Abstract

We examined performance on specific linguistic tests in 23 English and French speaking families, recruited from clinical and other sources, of children who met the following criteria for specific language impairment (SLI): clinically diagnosed language impairment without peripheral hearing loss, mental retardation (non-verbal IQ≥70), neurological disorder, schizophrenia or autism.
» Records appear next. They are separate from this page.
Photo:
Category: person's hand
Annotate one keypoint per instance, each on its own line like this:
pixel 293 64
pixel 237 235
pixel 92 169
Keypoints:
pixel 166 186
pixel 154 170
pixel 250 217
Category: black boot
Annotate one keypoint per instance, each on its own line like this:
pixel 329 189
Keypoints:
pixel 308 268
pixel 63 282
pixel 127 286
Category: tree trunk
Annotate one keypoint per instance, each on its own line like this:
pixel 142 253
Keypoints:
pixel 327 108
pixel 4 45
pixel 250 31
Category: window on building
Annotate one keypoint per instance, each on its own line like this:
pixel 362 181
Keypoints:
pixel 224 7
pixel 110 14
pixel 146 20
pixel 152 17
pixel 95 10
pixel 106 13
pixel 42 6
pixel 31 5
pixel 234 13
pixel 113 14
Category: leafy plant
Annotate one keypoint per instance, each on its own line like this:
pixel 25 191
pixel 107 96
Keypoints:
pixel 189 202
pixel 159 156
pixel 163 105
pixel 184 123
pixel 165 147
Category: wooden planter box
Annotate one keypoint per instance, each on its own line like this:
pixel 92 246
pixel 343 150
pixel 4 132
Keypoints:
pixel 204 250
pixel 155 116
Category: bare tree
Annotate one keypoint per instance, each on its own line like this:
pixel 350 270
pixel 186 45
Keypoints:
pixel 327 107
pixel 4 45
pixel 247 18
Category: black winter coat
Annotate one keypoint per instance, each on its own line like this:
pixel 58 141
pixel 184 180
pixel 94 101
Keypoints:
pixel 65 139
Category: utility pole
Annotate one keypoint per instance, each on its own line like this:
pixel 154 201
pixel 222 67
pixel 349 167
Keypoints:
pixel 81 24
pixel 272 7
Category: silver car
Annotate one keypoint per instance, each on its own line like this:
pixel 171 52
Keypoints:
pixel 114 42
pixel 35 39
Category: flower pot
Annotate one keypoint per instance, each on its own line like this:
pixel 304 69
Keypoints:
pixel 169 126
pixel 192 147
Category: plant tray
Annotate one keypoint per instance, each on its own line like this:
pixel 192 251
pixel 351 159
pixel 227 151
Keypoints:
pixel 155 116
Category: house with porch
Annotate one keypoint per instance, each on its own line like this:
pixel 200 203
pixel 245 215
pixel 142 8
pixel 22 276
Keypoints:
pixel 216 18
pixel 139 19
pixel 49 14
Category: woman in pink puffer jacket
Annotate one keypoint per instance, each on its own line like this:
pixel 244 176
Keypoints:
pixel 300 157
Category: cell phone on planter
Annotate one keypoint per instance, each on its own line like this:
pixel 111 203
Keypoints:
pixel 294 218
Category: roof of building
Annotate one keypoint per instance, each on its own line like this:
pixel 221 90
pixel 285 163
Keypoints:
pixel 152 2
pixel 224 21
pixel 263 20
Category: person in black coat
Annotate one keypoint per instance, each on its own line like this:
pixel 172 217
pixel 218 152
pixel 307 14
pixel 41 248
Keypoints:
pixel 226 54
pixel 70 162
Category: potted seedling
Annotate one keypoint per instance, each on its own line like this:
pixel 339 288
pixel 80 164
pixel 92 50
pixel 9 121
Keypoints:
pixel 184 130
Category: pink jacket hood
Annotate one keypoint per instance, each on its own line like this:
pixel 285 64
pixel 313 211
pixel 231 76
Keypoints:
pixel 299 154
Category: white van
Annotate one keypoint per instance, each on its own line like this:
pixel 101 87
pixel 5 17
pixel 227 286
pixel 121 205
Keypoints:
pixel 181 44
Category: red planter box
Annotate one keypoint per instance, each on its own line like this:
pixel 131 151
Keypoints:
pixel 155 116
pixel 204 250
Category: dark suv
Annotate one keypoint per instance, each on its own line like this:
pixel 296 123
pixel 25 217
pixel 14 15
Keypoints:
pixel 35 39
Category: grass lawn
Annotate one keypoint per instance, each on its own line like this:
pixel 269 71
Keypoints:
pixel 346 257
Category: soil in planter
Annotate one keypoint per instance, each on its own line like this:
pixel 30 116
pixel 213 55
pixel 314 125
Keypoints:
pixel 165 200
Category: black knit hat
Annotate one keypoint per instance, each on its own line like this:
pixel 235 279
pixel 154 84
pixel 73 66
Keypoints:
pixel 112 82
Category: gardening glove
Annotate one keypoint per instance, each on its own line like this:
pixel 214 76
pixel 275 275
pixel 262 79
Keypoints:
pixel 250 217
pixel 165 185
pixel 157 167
Subjects, at least 9 years old, completed a battery of French or English language tests, including derivational morphology, verb tense morphology, grammaticality judgement, syntactic comprehension, and pointing. listening comprehension and WUG pluralization test were analyzed only in the English group. The verb tense morphology (real words) and verb tense morphology (non-real words), respectively, showed non-parametric sibling correlations of 0.39 and 0.35 ( p<0.05, two-tailed) in 38 pairs (mixed gender) from ten French test pedigrees. In the English group, derivational morphology showed significant 0.52 correlation in 41 sibling pairs from the densely affected FE pedigree. After controlling for age, sibling correlation for verb tense morphology (real words) remained significant, and derivational morphology correlation in the FE pedigree was borderline ( p=0.05). Impaired grammatical morphology is a predominant aspect of SLI, and the present study, which requires independent replication, suggests that verb tense morphology and derivational morphology warrant particular attention in future familial and genetic studies.